Statistical analysis
We selected study-drug interruption as the primary endpoint to demonstrate the feasibility of low-dose dexmedetomidine infusion in the early postoperative period. With a noninferiority design, we hypothesized that the occurrence of study-drug interruption in the dexmedetomidine group would not be higher than that in the placebo group. Two studies compared low-dose dexmedetomidine (0.1 μg/kg/hour without a loading infusion) with placebo in elderly patients after noncardiac surgery, and the rate of study-drug interruption was 9.1% to 10.5% in the dexmedetomidine group and 2.6% to 4.6% in the placebo group [14,15]. We assumed that in ICU-admitted patients after intracranial operations, study-drug interruption would occur in 4% and 10% in the placebo and dexmedetomidine groups, respectively. A 15% noninferiority margin was selected according to common practice in noninferiority trials [28]. The calculated sample size was 25 patients per group, which would provide 90% power and a one-tailed significance level of 0.025. Considering a dropout rate of approximately 20%, we decided to enroll 30 patients in each group.

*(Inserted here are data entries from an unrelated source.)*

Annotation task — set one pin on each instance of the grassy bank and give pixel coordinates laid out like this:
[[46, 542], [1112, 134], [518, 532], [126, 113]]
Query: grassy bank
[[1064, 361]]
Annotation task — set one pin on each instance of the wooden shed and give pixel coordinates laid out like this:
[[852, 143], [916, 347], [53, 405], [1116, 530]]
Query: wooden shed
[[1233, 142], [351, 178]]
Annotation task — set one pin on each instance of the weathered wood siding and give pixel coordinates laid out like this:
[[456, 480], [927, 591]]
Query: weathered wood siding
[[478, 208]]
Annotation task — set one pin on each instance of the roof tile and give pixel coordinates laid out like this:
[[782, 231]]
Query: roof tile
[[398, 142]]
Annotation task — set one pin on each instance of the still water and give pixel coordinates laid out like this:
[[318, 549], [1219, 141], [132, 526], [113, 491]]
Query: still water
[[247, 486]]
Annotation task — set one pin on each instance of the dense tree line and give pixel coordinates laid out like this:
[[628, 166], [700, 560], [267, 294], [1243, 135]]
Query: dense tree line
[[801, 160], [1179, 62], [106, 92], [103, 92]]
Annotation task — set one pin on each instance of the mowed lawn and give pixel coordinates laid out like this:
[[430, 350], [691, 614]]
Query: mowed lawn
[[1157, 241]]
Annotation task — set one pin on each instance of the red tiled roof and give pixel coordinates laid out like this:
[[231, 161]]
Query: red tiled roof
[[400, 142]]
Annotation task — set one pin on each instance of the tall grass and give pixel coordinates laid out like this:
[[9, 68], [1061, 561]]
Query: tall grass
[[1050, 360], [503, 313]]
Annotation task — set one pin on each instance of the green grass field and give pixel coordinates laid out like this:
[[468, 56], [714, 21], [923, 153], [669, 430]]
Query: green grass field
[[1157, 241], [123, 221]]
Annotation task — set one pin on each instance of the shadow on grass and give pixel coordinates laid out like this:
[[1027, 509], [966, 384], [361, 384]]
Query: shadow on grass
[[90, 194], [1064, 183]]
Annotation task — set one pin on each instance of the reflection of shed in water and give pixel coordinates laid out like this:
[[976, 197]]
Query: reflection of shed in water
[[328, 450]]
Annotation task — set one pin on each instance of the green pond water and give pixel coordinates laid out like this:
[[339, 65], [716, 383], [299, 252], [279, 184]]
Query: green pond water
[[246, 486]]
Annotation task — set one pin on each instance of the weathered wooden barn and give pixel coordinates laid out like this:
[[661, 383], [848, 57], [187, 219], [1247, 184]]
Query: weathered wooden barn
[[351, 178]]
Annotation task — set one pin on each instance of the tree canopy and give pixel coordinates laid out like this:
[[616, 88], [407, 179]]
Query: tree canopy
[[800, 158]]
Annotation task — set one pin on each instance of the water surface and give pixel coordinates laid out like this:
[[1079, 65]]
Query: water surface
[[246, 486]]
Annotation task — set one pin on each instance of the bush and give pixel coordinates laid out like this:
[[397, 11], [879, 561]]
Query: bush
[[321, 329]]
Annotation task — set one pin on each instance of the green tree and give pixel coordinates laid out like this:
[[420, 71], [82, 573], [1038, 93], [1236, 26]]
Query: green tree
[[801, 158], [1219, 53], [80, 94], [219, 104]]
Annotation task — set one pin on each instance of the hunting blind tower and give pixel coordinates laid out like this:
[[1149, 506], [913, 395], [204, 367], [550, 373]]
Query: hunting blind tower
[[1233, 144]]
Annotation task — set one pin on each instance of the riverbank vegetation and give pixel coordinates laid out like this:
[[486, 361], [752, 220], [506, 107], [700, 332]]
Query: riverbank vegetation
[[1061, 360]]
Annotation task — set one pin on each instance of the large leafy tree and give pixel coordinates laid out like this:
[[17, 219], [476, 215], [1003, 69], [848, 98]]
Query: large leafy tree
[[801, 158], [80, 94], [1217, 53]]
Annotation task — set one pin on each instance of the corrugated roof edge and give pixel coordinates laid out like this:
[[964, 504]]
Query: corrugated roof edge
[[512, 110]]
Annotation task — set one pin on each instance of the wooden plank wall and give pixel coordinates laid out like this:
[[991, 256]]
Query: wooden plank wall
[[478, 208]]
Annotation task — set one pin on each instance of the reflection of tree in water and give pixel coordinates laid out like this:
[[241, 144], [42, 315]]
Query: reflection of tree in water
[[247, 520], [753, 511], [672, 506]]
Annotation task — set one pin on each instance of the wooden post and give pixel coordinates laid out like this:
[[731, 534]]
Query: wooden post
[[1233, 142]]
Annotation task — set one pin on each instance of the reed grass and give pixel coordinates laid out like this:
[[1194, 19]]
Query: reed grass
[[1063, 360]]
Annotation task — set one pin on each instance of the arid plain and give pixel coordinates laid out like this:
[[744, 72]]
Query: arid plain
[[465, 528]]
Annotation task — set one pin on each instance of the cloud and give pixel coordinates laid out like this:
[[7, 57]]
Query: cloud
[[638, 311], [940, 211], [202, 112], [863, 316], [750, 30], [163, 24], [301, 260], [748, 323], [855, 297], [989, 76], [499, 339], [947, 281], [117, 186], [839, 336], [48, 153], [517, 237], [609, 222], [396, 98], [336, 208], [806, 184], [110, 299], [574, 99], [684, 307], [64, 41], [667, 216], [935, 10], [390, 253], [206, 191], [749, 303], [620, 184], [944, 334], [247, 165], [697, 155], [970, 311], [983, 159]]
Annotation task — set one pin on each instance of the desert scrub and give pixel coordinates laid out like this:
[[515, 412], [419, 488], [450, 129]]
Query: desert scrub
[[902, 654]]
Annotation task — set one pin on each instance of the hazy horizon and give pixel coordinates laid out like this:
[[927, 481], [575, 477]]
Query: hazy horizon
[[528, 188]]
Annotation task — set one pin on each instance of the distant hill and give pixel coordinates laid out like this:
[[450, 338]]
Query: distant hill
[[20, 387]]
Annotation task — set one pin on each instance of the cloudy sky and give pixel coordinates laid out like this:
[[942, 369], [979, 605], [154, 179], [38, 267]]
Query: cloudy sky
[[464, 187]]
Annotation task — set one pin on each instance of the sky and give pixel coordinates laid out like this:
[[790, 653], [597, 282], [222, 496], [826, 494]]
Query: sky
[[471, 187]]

Categorical variables are presented as numbers and percentages and were analyzed by the χ2-test or Fisher’s exact test. Continuous variables were checked for a normal distribution and presented as the mean and standard deviation or median and interquartile range as appropriate. Comparison of continuous variables was performed by Student’s t-test for normally distributed variables and the Mann-Whitney U test for nonnormally distributed variables.
Statistical analysis was performed using SPSS 20.0 (SPSS Inc., Chicago, IL, USA). A P value of less than 0.05 was considered statistically significant.